Authors would like to thank once again Gunter Van de Velde for presenting the draft at several IETF meetings in various working groups, indeed helping dissemination of this document and gathering of precious feedback.
This memo includes no request to IANA.
This document is entirely about BGP operational security. It depicts best practices that one should adopt to secure its BGP infrastructure: protecting BGP router and BGP sessions, adopting consistent BGP prefix and AS-path filters and configure other options to secure the BGP network.
On the other hand this document doesn't aim at depicting existing BGP implementations and their potential vulnerabilities and ways they handle errors. It does not detail how protection could be enforced against attack techniques using crafted packets.

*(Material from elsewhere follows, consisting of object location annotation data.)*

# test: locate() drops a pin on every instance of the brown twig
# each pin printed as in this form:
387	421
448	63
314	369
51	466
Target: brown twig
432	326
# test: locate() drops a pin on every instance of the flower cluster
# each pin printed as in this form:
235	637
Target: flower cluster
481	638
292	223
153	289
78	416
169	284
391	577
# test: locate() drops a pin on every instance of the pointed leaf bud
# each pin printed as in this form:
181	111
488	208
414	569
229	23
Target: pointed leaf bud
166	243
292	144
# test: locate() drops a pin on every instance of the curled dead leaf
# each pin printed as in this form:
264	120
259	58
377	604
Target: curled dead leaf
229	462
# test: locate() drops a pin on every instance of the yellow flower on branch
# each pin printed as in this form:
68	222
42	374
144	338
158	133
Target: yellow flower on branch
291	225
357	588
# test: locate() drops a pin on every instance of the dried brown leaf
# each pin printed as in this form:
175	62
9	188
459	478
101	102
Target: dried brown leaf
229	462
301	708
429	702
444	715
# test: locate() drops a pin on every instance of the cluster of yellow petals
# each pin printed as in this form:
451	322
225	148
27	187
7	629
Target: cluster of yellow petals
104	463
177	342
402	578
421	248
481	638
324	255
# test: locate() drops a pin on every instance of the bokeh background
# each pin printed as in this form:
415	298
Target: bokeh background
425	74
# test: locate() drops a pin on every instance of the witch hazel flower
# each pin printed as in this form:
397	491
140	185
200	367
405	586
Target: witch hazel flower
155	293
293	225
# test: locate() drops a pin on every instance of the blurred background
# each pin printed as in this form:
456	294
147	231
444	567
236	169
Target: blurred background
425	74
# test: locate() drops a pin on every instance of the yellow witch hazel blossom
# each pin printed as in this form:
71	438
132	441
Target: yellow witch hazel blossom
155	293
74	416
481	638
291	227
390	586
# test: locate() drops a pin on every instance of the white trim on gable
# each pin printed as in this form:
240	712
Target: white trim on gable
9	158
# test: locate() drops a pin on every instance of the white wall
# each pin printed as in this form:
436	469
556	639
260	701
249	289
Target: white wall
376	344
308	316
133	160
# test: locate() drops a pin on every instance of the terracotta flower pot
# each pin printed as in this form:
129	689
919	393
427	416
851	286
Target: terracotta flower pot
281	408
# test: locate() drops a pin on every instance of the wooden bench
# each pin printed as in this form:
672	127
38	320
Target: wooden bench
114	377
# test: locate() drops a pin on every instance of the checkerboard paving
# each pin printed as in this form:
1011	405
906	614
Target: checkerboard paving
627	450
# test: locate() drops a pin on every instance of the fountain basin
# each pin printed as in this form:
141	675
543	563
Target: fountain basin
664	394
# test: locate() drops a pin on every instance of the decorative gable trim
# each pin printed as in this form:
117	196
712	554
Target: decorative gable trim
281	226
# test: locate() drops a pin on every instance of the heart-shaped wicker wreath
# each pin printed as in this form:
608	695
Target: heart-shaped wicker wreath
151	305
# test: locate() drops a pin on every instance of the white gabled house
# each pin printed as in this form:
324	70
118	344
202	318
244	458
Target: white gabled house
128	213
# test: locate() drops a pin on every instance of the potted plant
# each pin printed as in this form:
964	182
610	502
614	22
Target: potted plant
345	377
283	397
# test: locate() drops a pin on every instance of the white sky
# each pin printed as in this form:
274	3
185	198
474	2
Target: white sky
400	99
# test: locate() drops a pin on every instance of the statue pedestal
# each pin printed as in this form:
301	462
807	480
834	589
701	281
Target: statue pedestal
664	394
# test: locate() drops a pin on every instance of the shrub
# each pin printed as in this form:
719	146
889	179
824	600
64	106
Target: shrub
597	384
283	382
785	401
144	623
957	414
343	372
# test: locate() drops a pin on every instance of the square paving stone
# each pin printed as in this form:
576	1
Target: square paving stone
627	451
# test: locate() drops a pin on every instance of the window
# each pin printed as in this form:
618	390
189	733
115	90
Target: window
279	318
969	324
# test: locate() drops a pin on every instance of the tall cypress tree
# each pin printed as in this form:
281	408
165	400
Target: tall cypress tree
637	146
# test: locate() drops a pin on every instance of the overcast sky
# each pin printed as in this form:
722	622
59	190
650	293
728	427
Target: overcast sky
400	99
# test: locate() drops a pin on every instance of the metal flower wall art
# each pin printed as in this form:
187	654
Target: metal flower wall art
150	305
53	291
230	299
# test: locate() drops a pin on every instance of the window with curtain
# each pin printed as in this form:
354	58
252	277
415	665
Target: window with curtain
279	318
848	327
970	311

| [1] | Bradner, S., "Key words for use in RFCs to Indicate Requirement Levels", BCP 14, RFC 2119, March 1997. |
| [2] | Rekhter, Y., Li, T. and S. Hares, "A Border Gateway Protocol 4 (BGP-4)", RFC 4271, January 2006. |
| [3] | Gill, V., Heasley, J., Meyer, D., Savola, P. and C. Pignataro, "The Generalized TTL Security Mechanism (GTSM)", RFC 5082, October 2007. |
| [4] | Touch, J., Mankin, A. and R. Bonica, "The TCP Authentication Option", RFC 5925, June 2010. |
| [5] | Mohapatra, P., Scudder, J., Ward, D., Bush, R. and R. Austein, "BGP Prefix Origin Validation", RFC 6811, January 2013. |
| [6] | Pelsser, C., Bush, R., Patel, K., Mohapatra, P. and O. Maennel, "Making Route Flap Damping Usable", RFC 7196, May 2014. |
An IXP in the RIPE region is allocated an IPv4 /22 prefix by RIPE NCC (X.Y.0.0/22 in this example) and uses a /23 of this /22 for the IXP LAN (let say X.Y.0.0/23). This IXP LAN prefix is the one used by IXP members to configure eBGP peerings. The IXP could also be allocated an AS number (AS64496 in our example).
Any IXP member SHOULD make sure it filters prefixes more specific than X.Y.0.0/23 from all its eBGP peers. If it received X.Y.0.0/24 or X.Y.1.0/24 this could seriously impact its routing.
The IXP SHOULD originate X.Y.0.0/22 and advertise it to its members through an eBGP peering (most likely from its BGP route servers, configured with AS64496).
The IXP members SHOULD accept the IXP prefix only if it passes the IRR generated filters (see Section 6.1.2.2.1)
IXP members SHOULD then advertise X.Y.0.0/22 prefix to their downstreams. This announce would pass IRR based filters as it is originated by the IXP.